Zaskakujące wyznanie: bin Laden chciał, by jego dzieci...
Osama bin Laden, zabity w ubiegłym roku przywódca Al-Kaidy, zachęcał swoje dzieci, by przeniosły się do zachodniego kraju, gdzie będą mogły zdobyć dobre wykształcenie. Nie chciał, by "podążały jego drogą dżihadu" - pisze portal Al-Arabija.
Arabski serwis internetowy powołuje się na słowa brata piątej żony bin Ladena, 29-letniej Amal. Mężczyzna zdradził, że nieżyjący już Saudyjczyk nie popierał zasady "jaki ojciec - taki syn". Mimo że lider Al-Kaidy krytykował Zachód, miał on - według jego szwagra - zachęcać swoje dzieci i wnuki, by "żyły w pokoju" w Europie lub Ameryce.

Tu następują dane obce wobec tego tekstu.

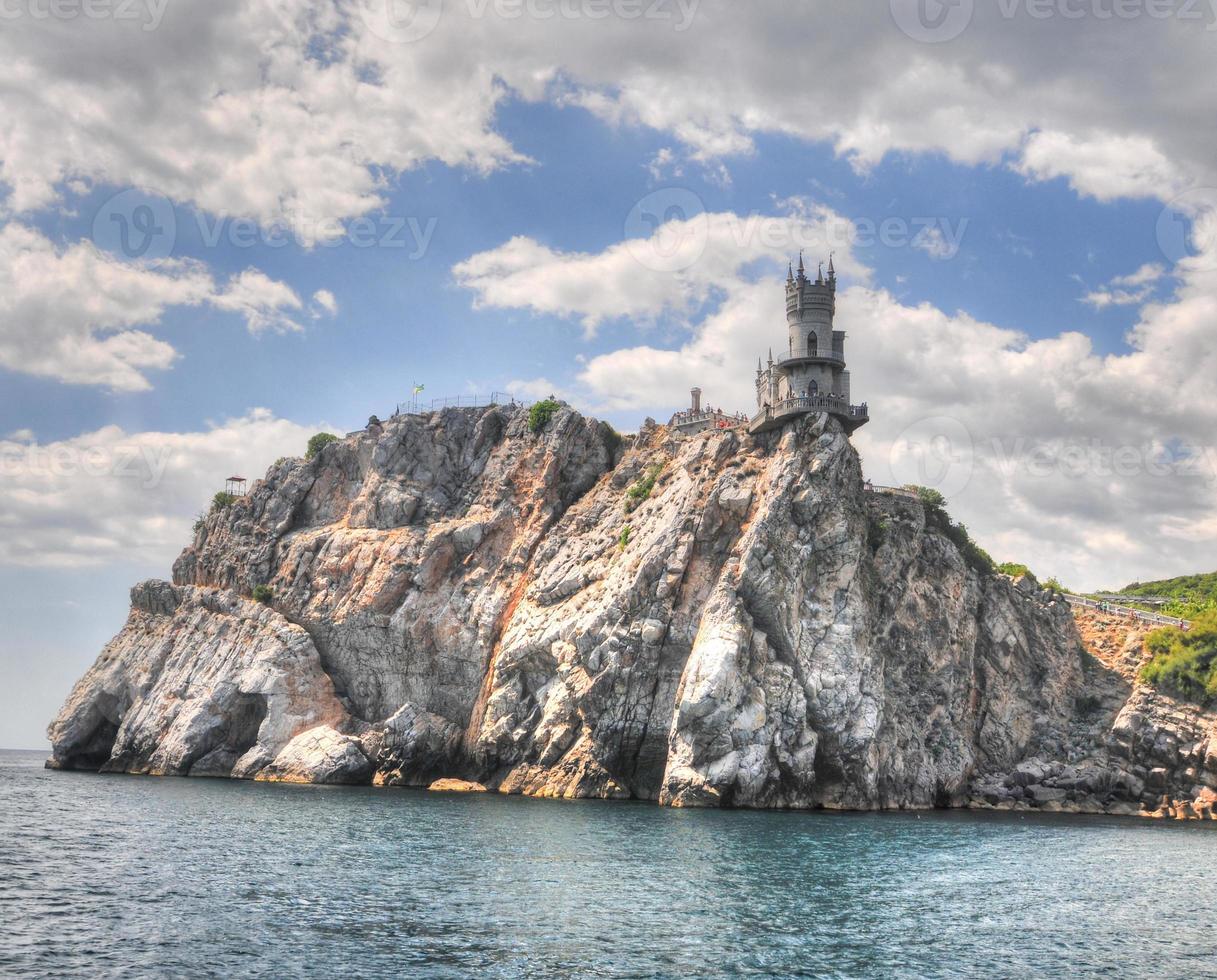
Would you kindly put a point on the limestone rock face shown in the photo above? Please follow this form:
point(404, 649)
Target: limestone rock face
point(704, 621)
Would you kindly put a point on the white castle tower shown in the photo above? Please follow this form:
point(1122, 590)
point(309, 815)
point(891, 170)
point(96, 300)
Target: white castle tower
point(809, 375)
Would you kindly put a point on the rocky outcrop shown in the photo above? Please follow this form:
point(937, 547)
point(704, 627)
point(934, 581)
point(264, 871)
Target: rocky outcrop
point(1131, 749)
point(704, 621)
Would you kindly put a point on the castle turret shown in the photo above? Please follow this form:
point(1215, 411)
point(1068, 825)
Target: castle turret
point(811, 374)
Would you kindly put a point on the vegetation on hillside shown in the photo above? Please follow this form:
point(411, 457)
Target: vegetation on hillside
point(1184, 664)
point(641, 487)
point(318, 443)
point(936, 516)
point(540, 413)
point(1190, 595)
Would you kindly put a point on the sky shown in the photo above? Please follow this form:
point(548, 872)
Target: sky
point(228, 225)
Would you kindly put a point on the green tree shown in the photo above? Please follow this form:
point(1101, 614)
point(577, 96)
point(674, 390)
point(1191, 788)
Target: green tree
point(318, 443)
point(540, 413)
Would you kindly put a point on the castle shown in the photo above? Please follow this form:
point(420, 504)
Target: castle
point(809, 375)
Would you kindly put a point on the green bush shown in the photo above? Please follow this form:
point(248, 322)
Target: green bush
point(641, 487)
point(1190, 594)
point(540, 413)
point(1184, 664)
point(927, 496)
point(318, 443)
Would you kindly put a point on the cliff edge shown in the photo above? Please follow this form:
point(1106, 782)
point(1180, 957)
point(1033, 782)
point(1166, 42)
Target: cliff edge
point(701, 621)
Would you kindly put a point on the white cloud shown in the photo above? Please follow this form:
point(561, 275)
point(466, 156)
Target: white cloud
point(1127, 290)
point(264, 303)
point(74, 313)
point(115, 496)
point(284, 110)
point(672, 272)
point(1100, 469)
point(325, 301)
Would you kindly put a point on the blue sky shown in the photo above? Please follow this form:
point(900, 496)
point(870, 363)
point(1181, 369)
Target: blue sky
point(504, 160)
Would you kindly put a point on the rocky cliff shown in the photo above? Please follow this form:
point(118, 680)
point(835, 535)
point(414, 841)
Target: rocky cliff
point(717, 620)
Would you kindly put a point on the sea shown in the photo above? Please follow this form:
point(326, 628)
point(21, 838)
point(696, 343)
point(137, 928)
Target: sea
point(116, 875)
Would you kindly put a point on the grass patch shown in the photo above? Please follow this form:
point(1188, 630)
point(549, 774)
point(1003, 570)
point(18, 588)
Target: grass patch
point(1190, 595)
point(1184, 664)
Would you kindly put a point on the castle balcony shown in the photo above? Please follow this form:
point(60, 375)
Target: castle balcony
point(851, 416)
point(796, 356)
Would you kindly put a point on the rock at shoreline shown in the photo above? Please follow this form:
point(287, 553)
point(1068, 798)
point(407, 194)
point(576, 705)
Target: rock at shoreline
point(705, 621)
point(455, 785)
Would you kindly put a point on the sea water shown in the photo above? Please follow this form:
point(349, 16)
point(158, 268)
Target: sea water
point(149, 877)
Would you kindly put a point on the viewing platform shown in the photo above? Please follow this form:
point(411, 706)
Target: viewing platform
point(796, 356)
point(772, 416)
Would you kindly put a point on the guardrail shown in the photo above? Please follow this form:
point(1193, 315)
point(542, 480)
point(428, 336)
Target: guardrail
point(892, 491)
point(1139, 614)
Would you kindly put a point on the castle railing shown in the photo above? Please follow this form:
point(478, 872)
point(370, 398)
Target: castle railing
point(693, 418)
point(803, 353)
point(772, 415)
point(829, 403)
point(1139, 614)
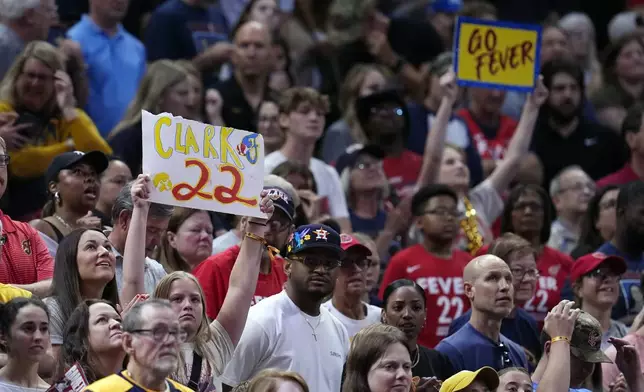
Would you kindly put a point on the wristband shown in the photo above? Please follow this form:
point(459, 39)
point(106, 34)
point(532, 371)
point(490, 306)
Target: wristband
point(560, 338)
point(272, 251)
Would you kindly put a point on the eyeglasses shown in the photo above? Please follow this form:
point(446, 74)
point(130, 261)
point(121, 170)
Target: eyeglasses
point(537, 207)
point(160, 333)
point(520, 273)
point(368, 165)
point(313, 262)
point(385, 110)
point(506, 361)
point(444, 213)
point(602, 274)
point(608, 204)
point(580, 186)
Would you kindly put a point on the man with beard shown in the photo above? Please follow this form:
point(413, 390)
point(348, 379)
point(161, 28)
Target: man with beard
point(152, 340)
point(385, 121)
point(628, 244)
point(570, 190)
point(490, 129)
point(290, 330)
point(563, 137)
point(214, 272)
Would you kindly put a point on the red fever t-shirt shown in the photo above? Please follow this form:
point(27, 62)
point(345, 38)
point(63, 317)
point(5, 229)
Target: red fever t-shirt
point(442, 280)
point(214, 276)
point(25, 258)
point(554, 268)
point(403, 171)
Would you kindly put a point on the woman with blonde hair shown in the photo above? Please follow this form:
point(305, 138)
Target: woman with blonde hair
point(207, 346)
point(165, 88)
point(362, 80)
point(37, 98)
point(187, 241)
point(379, 360)
point(273, 380)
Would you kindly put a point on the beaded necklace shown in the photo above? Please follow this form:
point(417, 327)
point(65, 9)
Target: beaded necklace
point(470, 226)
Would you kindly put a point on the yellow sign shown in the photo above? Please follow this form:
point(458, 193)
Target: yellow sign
point(497, 54)
point(202, 166)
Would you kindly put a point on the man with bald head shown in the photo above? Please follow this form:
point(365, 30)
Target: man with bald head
point(252, 62)
point(487, 282)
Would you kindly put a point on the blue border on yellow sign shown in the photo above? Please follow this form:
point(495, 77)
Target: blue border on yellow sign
point(510, 25)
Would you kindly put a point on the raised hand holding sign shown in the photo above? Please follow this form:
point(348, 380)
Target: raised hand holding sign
point(203, 166)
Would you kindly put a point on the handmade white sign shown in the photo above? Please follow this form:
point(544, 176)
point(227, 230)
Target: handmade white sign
point(203, 166)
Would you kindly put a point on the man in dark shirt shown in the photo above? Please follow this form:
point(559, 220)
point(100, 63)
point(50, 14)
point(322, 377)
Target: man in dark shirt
point(627, 244)
point(563, 138)
point(247, 88)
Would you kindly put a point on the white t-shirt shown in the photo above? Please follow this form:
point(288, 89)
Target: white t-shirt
point(354, 326)
point(326, 178)
point(278, 336)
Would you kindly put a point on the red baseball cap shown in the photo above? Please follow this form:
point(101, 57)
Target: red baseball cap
point(348, 241)
point(591, 261)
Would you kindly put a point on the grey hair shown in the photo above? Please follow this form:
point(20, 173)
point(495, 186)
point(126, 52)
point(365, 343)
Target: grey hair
point(271, 180)
point(555, 184)
point(16, 9)
point(123, 202)
point(575, 20)
point(134, 317)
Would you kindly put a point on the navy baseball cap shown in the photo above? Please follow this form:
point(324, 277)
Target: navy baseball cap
point(353, 152)
point(95, 159)
point(314, 236)
point(282, 200)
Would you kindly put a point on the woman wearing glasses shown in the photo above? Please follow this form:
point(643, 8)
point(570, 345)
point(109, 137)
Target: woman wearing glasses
point(519, 326)
point(404, 307)
point(595, 282)
point(527, 214)
point(85, 269)
point(93, 340)
point(206, 346)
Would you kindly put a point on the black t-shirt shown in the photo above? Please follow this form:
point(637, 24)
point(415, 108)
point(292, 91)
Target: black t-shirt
point(598, 150)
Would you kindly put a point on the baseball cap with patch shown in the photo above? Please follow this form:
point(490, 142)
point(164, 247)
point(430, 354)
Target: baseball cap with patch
point(314, 236)
point(348, 241)
point(586, 340)
point(95, 159)
point(282, 200)
point(592, 261)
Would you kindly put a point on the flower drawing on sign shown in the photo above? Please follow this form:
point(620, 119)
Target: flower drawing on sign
point(249, 148)
point(162, 182)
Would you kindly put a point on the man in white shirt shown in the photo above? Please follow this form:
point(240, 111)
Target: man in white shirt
point(290, 330)
point(302, 112)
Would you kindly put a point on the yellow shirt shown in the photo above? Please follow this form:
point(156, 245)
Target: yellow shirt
point(33, 159)
point(7, 293)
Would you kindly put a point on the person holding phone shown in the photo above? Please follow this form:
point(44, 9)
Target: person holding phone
point(41, 95)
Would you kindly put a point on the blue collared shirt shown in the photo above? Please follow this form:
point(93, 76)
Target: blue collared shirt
point(115, 66)
point(468, 349)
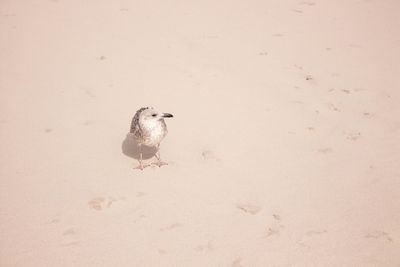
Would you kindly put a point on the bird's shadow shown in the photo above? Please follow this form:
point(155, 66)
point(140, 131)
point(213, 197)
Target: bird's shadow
point(131, 149)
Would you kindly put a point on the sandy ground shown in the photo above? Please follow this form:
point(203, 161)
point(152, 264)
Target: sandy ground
point(284, 149)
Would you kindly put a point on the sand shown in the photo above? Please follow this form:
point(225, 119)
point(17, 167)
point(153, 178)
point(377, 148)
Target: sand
point(283, 151)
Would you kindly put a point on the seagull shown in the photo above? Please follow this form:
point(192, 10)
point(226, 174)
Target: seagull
point(148, 128)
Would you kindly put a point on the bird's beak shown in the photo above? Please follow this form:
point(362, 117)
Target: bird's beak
point(167, 115)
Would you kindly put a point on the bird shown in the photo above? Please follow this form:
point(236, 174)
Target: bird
point(148, 128)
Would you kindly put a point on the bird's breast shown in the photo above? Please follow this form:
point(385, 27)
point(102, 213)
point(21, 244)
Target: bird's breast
point(155, 133)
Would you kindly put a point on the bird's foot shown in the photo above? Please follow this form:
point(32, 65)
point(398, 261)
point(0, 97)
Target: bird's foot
point(142, 166)
point(160, 163)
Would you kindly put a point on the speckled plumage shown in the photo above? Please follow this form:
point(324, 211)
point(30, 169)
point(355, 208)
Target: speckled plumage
point(148, 128)
point(149, 132)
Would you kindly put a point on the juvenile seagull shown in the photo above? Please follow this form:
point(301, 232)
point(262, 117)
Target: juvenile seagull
point(149, 128)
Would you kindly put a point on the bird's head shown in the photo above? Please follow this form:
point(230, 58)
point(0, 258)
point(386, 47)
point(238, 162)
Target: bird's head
point(150, 114)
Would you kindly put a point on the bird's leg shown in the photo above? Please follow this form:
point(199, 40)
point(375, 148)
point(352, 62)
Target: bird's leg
point(141, 165)
point(159, 163)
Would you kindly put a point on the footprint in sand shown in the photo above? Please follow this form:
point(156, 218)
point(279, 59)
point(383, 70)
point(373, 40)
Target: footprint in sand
point(101, 203)
point(325, 150)
point(353, 136)
point(249, 208)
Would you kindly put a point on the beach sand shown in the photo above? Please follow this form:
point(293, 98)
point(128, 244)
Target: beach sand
point(284, 148)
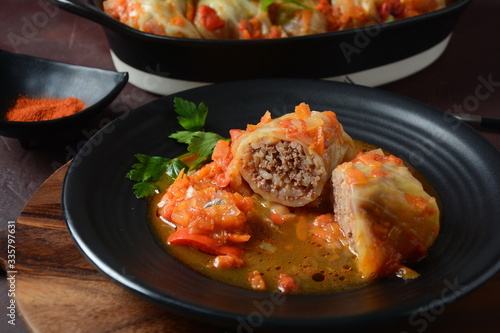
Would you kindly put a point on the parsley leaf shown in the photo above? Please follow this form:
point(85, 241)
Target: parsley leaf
point(191, 117)
point(148, 171)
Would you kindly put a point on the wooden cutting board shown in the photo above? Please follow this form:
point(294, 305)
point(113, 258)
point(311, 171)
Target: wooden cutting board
point(58, 290)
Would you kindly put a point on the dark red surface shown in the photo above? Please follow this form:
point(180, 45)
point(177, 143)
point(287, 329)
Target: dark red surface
point(466, 78)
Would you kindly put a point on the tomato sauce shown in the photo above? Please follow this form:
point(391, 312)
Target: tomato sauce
point(303, 253)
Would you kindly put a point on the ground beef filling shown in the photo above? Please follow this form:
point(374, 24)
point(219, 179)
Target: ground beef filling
point(283, 169)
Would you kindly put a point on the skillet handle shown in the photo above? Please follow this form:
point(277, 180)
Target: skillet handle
point(84, 9)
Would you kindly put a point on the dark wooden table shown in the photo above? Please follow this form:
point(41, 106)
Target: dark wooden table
point(36, 28)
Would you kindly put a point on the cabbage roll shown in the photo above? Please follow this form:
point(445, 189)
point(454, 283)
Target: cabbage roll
point(385, 213)
point(289, 160)
point(161, 17)
point(220, 18)
point(299, 18)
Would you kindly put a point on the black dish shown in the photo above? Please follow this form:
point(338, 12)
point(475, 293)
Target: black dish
point(37, 77)
point(108, 222)
point(314, 56)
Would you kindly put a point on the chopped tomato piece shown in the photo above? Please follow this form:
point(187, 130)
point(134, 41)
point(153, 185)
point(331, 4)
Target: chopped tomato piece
point(286, 283)
point(256, 280)
point(228, 261)
point(209, 18)
point(202, 242)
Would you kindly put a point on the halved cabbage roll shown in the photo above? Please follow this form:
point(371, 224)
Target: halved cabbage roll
point(385, 213)
point(290, 159)
point(161, 17)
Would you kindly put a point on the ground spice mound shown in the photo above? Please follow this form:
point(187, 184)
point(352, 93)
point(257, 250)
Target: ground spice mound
point(38, 109)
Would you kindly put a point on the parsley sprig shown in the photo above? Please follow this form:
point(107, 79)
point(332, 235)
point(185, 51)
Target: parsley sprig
point(150, 169)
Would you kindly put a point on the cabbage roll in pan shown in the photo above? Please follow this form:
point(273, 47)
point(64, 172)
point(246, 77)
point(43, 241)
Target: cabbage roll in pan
point(161, 17)
point(385, 213)
point(289, 160)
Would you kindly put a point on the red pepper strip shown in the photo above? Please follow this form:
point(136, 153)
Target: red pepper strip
point(202, 242)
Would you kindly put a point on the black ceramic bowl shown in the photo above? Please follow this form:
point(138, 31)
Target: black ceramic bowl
point(327, 55)
point(108, 222)
point(37, 77)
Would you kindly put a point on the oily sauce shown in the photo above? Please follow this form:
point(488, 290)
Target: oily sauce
point(317, 265)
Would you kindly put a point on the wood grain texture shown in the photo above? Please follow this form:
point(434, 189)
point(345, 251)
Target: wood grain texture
point(57, 290)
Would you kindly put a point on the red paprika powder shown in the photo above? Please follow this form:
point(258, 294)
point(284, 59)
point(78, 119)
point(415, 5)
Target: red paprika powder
point(38, 109)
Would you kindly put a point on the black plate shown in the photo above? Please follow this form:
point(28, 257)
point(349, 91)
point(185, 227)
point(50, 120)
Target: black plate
point(37, 77)
point(108, 222)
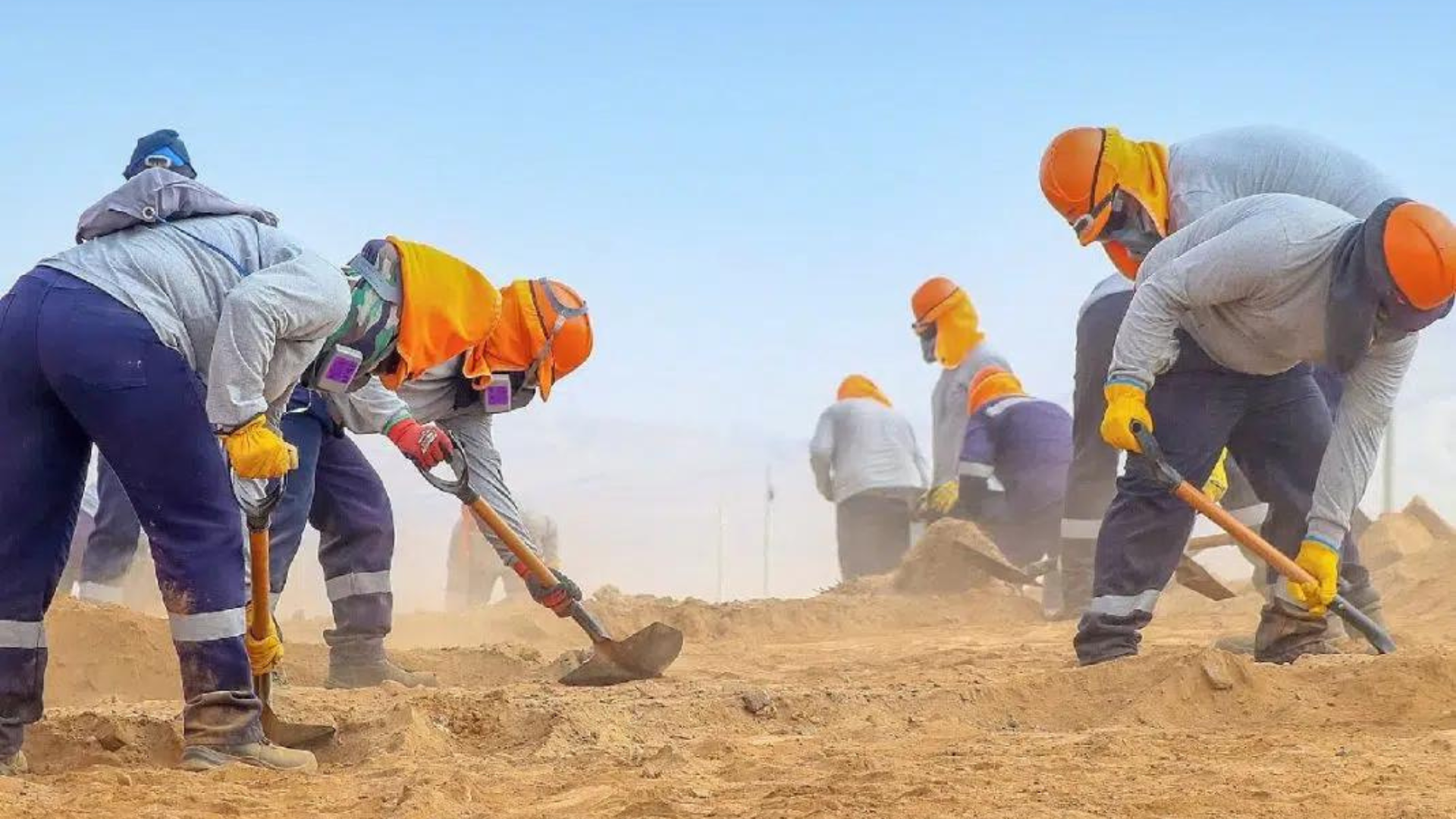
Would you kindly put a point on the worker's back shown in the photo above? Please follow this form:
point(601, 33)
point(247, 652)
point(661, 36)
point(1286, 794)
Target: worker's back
point(868, 447)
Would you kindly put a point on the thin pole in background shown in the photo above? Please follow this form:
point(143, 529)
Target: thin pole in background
point(767, 523)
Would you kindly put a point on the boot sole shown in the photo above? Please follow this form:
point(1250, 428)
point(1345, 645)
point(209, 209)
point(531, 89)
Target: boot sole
point(201, 758)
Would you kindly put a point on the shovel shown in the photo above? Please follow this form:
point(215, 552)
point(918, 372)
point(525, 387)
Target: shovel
point(278, 730)
point(641, 656)
point(1251, 539)
point(1197, 579)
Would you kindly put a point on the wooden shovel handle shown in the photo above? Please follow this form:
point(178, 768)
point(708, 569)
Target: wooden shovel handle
point(513, 542)
point(1242, 534)
point(262, 608)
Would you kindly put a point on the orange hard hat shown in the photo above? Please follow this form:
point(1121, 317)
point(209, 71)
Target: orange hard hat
point(1420, 253)
point(1069, 178)
point(544, 330)
point(930, 299)
point(859, 387)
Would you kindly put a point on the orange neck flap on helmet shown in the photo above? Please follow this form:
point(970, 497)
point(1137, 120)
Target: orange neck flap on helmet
point(861, 387)
point(447, 308)
point(987, 385)
point(529, 319)
point(1141, 169)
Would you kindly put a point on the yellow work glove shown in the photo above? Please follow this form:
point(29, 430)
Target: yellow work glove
point(262, 654)
point(941, 500)
point(256, 450)
point(1218, 483)
point(1125, 404)
point(1323, 561)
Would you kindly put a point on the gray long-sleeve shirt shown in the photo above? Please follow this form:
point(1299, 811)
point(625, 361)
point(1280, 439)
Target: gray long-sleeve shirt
point(948, 416)
point(861, 445)
point(431, 398)
point(251, 333)
point(1250, 283)
point(1215, 169)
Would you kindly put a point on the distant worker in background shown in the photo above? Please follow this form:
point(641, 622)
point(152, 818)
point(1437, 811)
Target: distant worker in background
point(1215, 352)
point(951, 337)
point(867, 463)
point(1025, 444)
point(472, 566)
point(1128, 196)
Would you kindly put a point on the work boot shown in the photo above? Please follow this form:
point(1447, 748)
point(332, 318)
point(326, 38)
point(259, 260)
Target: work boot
point(15, 765)
point(372, 672)
point(1235, 645)
point(1052, 602)
point(1288, 632)
point(258, 754)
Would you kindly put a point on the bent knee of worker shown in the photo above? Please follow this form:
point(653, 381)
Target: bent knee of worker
point(213, 665)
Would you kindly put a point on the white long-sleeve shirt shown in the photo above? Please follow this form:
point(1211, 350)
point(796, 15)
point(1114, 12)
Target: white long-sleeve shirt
point(1250, 281)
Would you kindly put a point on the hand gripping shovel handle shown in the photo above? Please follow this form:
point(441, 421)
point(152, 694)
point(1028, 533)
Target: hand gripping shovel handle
point(1251, 539)
point(460, 488)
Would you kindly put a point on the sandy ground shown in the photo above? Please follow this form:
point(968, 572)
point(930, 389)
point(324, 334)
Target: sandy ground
point(868, 703)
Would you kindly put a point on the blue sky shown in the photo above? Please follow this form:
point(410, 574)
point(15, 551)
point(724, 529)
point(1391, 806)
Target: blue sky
point(745, 193)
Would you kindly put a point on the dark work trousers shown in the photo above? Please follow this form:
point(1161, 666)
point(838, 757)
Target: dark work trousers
point(338, 493)
point(1027, 537)
point(79, 368)
point(874, 534)
point(1277, 428)
point(112, 545)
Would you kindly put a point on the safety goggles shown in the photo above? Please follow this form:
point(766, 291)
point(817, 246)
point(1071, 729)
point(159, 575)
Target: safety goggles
point(564, 314)
point(1397, 314)
point(1084, 224)
point(927, 334)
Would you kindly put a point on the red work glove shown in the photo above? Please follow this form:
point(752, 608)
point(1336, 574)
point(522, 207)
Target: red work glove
point(557, 598)
point(427, 445)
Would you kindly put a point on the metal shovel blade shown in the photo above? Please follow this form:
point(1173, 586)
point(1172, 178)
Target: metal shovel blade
point(1196, 577)
point(1378, 637)
point(283, 732)
point(644, 654)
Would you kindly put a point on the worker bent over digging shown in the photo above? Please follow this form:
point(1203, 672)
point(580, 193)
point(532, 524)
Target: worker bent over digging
point(1216, 349)
point(867, 463)
point(1025, 444)
point(951, 335)
point(181, 319)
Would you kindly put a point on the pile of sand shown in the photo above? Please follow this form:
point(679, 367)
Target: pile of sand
point(861, 703)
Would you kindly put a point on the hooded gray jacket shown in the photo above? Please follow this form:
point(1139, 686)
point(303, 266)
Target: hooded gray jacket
point(948, 416)
point(1250, 281)
point(245, 303)
point(431, 398)
point(861, 447)
point(1213, 169)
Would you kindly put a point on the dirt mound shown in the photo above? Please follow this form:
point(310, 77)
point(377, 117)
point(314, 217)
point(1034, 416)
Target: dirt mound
point(1414, 531)
point(101, 651)
point(824, 615)
point(147, 735)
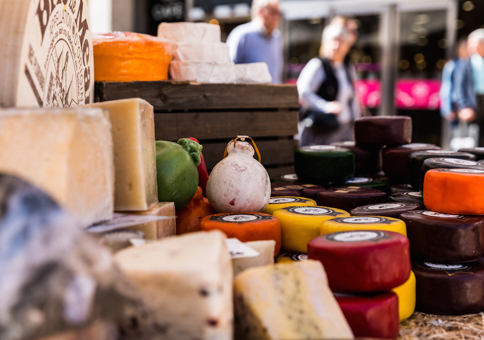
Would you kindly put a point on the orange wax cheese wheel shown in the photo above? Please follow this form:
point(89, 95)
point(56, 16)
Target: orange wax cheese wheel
point(280, 202)
point(245, 226)
point(454, 191)
point(125, 57)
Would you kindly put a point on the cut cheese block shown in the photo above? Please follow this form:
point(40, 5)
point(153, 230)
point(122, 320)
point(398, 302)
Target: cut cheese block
point(385, 209)
point(299, 225)
point(245, 227)
point(67, 153)
point(255, 73)
point(444, 238)
point(383, 130)
point(287, 301)
point(265, 257)
point(203, 72)
point(280, 202)
point(375, 260)
point(395, 159)
point(125, 57)
point(321, 164)
point(371, 316)
point(348, 198)
point(406, 297)
point(455, 191)
point(449, 289)
point(46, 54)
point(188, 32)
point(134, 153)
point(187, 281)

Al-Arabija przypomina również publikację kuwejckiego dziennika niedługo po zabiciu bin Ladena. Była to niejako pośmiertna wiadomość dla bliskich. Przywódca Al-Kaidy miał ją przygotować kilka miesięcy po atakach 11 września 2001 roku. Przeprasza w niej swoje dzieci, że nie miał dla nich dość czasu, bo brał udział w "świętej wojnie" i zakazuje im przyłączania się do Al-Kaidy.
Czytaj również: Rząd USA kłamie? Jak naprawdę zginął bin Laden?
Osama bin Laden został zastrzelony podczas akcji amerykańskich komandosów w pakistańskiej miejscowości Abbottabad w maju ubiegłego roku. Amal była obecna przy śmierci męża. Została ranna w kolano, gdy próbowała go chronić. Ciało szefa Al-Kaidy wrzucono potem do morza. Operacja, której nadano kryptonim "Włócznia Neptuna", nadal budzi spore kontrowersje. Zachwiała ona również stosunkami między Waszyngtonem i Islamabadem.